Hyperthreading is always bad. Under stress it will heat up cores a lot and lower perf since they are fake pseudo-processors with very little truly independent hardware. Thread.Yield() was more or less invented to lower the pressure from hyperthreading but if you are chasing low latency first rule is - turn hyperthreads off for good.

Also be aware that any measurement for these kinds of things without a hardware tracer or VTune and without careful management of thread-core affinities is pointless. You'll see all kinds of mirages and won't see what's really important - the effect of trashed CPU caches, their latency and memory latency. Plus, you really need a test box that is replica of what's running live, in production, since huge number of factors depend on nuances of concrete usage patterns and they are not reproducible on a substantially different configuration.

Reserving Cores

You'll need to reserve a number of cores for exclusive use by your latency critical threads, 1 per core if it's very critical. If you go with 1-1 then plain spinning is perfectly fine. Otherwise yield is perfectly fine. This is the real use-case for SpinWait struct and having that reserved and clean state is the first pre-condition. With 1-1 setup relatively simple measurements become relevant again and even RDTSC becomes smooth enough for regular use.

That realm of carefully guarded cores and super-threads can be your own little RTOS but you need to be very careful and you have to mange everything. Can't go to sleep, if you do, you are back to scheduler time slice delay.

If you have very deterministic state and a calculation that N of them have the time to run before the usual latency budget is spent you can go for fibers and then you control everything.

The number of these super-threads per core depends on what are they doing, are they memory bound, how much memory to they need and the number of them that can coexist in the same cache without trashing each other's lines. Need to do the math for all 3 caches and be conservative. This is also where VTune or hardware tracer can help a lot - then you can just run and see.

Oh and the hardware doesn't have to be prohibitively expensive for these things anymore. Ryzen Threadripper with 16 cores can do it just fine.

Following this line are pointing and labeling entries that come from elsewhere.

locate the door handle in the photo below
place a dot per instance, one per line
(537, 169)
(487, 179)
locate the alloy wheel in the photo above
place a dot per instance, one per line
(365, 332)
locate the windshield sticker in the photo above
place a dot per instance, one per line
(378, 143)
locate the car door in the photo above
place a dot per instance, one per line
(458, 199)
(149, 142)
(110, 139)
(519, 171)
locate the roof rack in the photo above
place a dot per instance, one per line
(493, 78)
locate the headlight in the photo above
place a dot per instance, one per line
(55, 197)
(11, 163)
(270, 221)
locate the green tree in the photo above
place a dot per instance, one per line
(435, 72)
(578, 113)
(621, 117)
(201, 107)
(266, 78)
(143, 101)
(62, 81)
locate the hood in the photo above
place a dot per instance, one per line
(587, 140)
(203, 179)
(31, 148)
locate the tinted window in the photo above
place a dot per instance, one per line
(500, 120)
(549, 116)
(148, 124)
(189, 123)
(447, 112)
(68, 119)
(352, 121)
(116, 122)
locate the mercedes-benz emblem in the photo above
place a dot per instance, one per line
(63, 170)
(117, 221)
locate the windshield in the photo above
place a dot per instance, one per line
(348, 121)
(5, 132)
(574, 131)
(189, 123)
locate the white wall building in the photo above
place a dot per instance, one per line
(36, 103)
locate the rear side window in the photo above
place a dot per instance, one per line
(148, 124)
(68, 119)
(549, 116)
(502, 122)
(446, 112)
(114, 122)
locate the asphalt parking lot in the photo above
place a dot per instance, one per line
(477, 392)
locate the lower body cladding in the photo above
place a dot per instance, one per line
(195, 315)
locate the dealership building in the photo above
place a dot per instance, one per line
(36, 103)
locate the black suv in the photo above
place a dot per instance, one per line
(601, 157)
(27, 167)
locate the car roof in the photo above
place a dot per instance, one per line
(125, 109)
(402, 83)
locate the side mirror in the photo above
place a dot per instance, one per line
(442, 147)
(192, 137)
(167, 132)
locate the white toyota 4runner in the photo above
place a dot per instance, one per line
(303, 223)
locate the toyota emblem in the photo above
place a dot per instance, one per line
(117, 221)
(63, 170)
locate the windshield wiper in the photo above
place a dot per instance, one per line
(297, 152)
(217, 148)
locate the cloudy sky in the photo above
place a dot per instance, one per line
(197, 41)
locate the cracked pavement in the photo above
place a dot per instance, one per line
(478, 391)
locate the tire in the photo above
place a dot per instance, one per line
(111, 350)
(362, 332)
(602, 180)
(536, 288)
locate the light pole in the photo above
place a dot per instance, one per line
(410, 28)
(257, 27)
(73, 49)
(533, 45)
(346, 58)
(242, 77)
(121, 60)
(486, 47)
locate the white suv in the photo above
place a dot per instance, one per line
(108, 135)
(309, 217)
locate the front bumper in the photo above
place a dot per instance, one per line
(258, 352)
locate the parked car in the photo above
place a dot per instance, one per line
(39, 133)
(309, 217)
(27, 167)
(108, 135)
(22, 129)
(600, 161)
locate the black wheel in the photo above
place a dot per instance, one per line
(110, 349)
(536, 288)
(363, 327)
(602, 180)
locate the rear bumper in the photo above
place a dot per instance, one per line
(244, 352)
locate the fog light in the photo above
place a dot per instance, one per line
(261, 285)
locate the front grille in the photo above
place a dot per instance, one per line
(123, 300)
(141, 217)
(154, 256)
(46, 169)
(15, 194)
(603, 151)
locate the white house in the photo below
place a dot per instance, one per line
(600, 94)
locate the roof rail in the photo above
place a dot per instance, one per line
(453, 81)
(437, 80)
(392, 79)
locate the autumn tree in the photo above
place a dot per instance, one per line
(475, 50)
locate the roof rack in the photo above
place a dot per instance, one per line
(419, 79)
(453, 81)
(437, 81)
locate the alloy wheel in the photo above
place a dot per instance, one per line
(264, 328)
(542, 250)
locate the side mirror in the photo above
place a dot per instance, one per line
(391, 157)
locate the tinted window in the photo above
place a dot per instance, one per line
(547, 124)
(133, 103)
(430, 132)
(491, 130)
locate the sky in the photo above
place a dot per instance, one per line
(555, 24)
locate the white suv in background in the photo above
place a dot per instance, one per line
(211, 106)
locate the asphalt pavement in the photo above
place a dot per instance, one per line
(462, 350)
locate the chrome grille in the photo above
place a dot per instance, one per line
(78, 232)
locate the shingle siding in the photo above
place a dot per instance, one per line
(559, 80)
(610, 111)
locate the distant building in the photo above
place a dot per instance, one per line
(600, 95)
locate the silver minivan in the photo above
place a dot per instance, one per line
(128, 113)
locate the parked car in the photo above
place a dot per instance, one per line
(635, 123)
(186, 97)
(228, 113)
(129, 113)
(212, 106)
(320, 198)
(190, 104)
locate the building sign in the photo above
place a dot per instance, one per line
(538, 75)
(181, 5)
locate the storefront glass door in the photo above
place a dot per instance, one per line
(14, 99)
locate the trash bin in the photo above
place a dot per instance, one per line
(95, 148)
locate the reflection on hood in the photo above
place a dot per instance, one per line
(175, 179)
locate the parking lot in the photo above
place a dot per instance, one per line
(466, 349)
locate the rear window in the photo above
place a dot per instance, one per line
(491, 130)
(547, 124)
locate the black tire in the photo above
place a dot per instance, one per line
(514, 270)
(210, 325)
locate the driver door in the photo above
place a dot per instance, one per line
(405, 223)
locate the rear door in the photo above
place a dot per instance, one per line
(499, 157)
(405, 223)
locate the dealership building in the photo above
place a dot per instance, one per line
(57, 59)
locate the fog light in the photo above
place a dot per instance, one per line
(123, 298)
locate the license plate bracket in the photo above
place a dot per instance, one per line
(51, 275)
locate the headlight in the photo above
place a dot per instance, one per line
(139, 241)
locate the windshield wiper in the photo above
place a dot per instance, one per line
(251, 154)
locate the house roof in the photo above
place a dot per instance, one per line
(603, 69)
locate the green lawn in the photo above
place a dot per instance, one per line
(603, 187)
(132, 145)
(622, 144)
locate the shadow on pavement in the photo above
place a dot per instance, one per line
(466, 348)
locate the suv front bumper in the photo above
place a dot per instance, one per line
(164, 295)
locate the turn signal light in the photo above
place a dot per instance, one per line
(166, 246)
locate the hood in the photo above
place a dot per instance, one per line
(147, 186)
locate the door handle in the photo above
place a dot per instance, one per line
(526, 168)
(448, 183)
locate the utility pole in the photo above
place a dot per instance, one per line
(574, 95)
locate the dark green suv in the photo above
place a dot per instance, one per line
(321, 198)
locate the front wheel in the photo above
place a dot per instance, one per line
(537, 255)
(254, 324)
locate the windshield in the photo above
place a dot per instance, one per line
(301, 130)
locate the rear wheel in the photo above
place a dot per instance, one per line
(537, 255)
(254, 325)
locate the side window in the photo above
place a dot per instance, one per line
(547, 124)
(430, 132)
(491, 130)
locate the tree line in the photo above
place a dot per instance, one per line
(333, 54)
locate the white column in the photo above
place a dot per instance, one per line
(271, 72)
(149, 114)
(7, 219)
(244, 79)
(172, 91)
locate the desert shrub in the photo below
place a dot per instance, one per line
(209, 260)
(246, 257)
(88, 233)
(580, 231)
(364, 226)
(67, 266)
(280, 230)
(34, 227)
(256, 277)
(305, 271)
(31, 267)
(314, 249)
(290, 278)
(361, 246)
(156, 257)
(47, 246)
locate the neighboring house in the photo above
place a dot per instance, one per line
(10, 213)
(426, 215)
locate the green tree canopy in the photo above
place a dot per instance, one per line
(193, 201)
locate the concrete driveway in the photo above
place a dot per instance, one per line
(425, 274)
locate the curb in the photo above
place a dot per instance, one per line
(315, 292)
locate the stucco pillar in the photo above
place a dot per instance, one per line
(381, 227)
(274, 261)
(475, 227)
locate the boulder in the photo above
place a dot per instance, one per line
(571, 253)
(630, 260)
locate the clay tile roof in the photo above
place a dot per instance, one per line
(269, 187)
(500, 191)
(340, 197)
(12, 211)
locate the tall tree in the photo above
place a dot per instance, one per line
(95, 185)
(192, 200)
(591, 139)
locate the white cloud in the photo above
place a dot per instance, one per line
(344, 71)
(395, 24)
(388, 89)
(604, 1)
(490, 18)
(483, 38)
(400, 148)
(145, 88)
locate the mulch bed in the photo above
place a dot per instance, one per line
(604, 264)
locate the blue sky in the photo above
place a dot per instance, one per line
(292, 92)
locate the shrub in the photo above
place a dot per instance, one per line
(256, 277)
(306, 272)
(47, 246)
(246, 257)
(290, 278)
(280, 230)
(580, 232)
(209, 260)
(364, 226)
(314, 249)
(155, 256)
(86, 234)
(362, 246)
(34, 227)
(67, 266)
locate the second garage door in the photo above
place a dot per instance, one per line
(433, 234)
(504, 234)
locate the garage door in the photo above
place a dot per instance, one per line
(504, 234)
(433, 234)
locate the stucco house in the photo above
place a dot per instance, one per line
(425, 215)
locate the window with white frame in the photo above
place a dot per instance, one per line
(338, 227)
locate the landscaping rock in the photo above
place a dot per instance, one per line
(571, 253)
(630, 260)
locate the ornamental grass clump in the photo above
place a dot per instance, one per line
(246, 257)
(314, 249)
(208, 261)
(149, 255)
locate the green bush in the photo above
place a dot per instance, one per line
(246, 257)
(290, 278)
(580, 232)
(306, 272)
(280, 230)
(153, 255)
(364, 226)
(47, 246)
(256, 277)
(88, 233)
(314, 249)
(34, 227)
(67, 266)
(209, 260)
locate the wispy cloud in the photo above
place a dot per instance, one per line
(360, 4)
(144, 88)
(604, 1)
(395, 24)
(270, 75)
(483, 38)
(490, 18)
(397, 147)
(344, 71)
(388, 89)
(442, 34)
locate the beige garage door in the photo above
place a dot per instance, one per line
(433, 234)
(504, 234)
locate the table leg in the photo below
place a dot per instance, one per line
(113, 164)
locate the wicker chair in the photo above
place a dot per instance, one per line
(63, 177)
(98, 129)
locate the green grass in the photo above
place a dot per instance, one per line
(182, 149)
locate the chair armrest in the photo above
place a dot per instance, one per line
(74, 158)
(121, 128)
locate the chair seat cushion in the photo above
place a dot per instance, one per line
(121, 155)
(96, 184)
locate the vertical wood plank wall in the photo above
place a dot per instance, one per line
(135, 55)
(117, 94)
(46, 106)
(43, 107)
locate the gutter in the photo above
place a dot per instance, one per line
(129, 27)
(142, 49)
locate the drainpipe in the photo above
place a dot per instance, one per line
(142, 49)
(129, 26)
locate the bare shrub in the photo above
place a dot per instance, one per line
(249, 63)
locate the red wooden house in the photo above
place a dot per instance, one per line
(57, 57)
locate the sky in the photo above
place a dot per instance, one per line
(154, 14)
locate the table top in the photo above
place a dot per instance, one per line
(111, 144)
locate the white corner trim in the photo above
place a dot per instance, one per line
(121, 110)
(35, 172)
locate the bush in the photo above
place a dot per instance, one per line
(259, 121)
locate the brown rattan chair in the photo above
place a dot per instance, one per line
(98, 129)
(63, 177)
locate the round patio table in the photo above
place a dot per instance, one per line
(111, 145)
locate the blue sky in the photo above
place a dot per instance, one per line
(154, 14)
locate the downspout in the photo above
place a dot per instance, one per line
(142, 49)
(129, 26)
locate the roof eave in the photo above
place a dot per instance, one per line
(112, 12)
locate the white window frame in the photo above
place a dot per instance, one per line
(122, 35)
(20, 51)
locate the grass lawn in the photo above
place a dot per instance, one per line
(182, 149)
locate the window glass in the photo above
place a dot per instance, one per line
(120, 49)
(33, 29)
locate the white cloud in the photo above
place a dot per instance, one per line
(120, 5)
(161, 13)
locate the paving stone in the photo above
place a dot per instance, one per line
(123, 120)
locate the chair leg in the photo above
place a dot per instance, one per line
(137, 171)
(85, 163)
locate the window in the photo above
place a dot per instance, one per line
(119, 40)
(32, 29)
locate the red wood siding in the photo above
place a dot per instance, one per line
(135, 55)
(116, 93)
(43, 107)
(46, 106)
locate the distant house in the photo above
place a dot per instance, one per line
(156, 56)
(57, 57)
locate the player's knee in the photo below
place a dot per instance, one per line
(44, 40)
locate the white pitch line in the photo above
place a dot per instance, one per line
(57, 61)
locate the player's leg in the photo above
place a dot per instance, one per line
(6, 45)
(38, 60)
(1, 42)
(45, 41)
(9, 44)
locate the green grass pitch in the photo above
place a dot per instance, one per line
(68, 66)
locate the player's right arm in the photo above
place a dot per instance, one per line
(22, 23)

There's not a whole lot that can be done, since the other thread has to be scheduled by the OS.

Increasing the priority of the waiting thread is the only thing likely to make much difference, and you've already done that. You could go even higher.

If you really need the lowest possible latency for activation of another task, you should turn it into a function that can be called directly from the triggering thread.


I agree that the SpinWait() approach is not realistic for production use. Your threads will have to go to sleep and be woken up.

I see you looked at wait/Pulse. Have you benchmarked any of the other primitives available in .net? Joe Albahari's "Threading in C#" has an exhaustive review of all of your options. http://www.albahari.com/threading/part4.aspx#_Signaling_with_Wait_and_Pulse

One point I want to touch on: How confident are you in the timestamps produced by ElapsedLogger?